Y, finalmente, debemos orar por Madrid y por España: que vuelva a encontrarse con sus raíces cristianas, a las que apelaba el Santo Padre con tanta vehemencia en su última Visita Apostólica a Madrid, en la mañana de las Canonizaciones. ¡Que la paz y la unidad solidaria de todos, y el bienestar espiritual y material para todos sus hijos ilumine el horizonte de su inmediato futuro y siempre! Pidamos de un modo especial por todos aquellos que han asumido la responsabilidad del bien común, por las más altas autoridades del Estado y sus colaboradores para que el Señor les conceda clarividente prudencia, fortaleza y espíritu de servicio en el noble empeño de superar y erradicar el terrorismo en España para siempre y de este modo asegurar la pacífica y libre convivencia entre todos los españoles.
¿En quien mejor podremos depositar nuestras plegarias que en María, la Madre de Dios y Madre nuestra? A Ella nos confió su Hijo, Jesucristo, al pie de la Cruz, a punto de ofrecer su vida por la redención del mundo. Ella no nos decepcionará: nos conducirá hasta ese instante glorioso en que el Crucificado, venciendo para siempre al pecado y a la muerte, resucitará. Esa victoria -su Victoria- nadie nos la podrá arrebatar. Permitidme concluir mis palabras de este domingo singular, doloridas aunque plenas de esperanza, con la oración de Juan Pablo II por los jóvenes de España en la Vigilia de “Cuatro Vientos”:
“¡Dios te salve, María, llena de gracia!
Hoy te pido por los jóvenes de España,
jóvenes llenos de sueños y esperanzas.
Ellos son los centinelas del mañana,
el pueblo de las bienaventuranzas;
son la esperanza viva de la Iglesia y del Papa.

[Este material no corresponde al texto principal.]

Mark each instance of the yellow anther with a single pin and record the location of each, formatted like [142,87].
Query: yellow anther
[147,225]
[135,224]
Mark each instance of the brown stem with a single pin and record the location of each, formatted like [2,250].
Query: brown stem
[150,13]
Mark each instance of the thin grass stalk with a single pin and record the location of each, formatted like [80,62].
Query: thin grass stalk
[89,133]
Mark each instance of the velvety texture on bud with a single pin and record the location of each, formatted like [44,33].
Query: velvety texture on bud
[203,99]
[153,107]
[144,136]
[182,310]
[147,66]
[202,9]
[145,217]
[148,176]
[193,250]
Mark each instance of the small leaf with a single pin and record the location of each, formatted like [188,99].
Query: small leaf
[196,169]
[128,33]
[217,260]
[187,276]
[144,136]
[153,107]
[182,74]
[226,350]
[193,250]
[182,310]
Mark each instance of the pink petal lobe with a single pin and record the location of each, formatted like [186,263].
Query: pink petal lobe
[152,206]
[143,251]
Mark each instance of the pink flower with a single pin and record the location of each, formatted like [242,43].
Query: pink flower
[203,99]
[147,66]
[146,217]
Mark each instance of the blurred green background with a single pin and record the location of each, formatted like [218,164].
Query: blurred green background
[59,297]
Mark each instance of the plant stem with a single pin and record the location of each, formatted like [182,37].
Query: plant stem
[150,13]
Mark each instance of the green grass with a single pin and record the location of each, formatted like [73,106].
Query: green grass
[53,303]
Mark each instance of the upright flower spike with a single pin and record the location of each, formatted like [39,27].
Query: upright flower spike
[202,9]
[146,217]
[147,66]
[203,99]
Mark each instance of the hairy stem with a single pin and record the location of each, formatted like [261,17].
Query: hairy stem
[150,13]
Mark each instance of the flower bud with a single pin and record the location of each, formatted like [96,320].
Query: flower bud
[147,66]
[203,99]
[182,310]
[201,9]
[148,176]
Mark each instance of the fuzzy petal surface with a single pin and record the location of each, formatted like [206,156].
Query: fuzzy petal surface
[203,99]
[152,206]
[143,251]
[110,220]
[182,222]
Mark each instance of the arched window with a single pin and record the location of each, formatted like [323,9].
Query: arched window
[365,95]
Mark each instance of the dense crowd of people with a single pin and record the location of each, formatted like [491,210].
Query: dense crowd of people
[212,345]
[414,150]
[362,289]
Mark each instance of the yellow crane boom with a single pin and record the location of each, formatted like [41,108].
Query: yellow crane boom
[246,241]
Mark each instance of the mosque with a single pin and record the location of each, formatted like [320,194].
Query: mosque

Santa María, Madre de los jóvenes,
intercede para que sean testigos de Cristo Resucitado,
apóstoles humildes y valientes del tercer milenio,
heraldos generosos del Evangelio.
Santa María, Virgen Inmaculada,
reza con nosotros,
reza por nosotros. Amén.”
Que los jóvenes de España respondan así a la llamada del Papa en aquel atardecer inolvidable: “Responded a la violencia ciega y al odio inhumano con el poder fascinante del amor. Venced la enemistad con la fuerza del perdón. Mantenéos lejos de toda forma de nacionalismo exasperado, de racismo y de intolerancia. Testimoniad con vuestra vida que las ideas no se imponen, sino que se proponen”. Que imiten a los Santos de la Plaza de Colón que “donde no había amor, pusieron amor y sacaron amor” (San Juan de la Cruz. Carta 25).